XLVIII.
Diep in den nacht.
Ha! Zij sprong op, en met de volle zelfbewustheid harer euveldaad, doch weder bestierd door het beheerschend commando, dat haar arm wapende en hare rede tot zwijgen bracht, ging ze, nog aangekleed, want ze was niet te bed geweest, stil en voorzichtig om Trientje niet te wekken, het licht dragend in de hand, die zelfs niet beefde, naar het kolenkot.
Daar lag de hamer, welke diende voor het aan stukken slaan der groote klompen.
Wraaklust doorgloeide haar als een koortsvuur.
Zij doofde de lampepit uit.
In volslagen duisternis overschreed zij den drempel van het toegangspoortje tot het kerkhof, dien ze zoo lang vermeden had.
De wind streek over 't lange, dorre gras.

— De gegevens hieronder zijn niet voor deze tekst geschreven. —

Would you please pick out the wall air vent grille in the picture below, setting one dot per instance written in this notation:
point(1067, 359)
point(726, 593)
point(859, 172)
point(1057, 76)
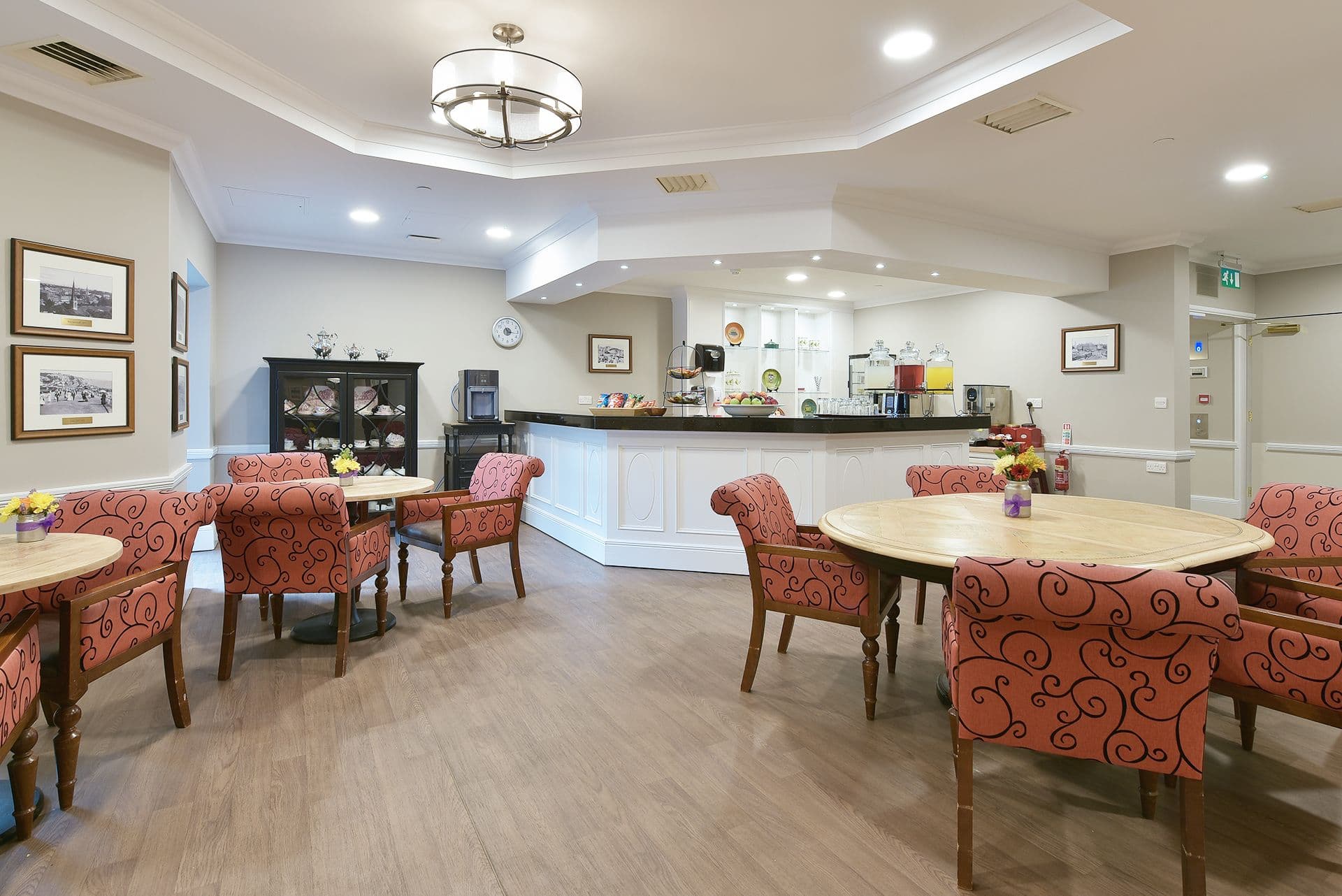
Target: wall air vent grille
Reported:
point(71, 61)
point(1016, 118)
point(1208, 281)
point(1325, 205)
point(688, 182)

Ze kende 't graf, al was ze 't nooit genaderd. Even zag ze nu de silhouette van de rechtopstaande, gebroken zuil in de duisternis afgeteekend en daarover, in spikkelende, doffe blankheden de honderden bloemen van den porseleinen rouwkrans, die groot als een wagenwiel was.
Een geweldige hamerslag bonsde er op neder.
Onzichtbaar sprongen de scherven rinkelend rond:
‘Daar, daar!’ kreet ze in een delirium van wrang genot, als een krankzinnige grijnzend, en nieuwe slagen vielen telkens.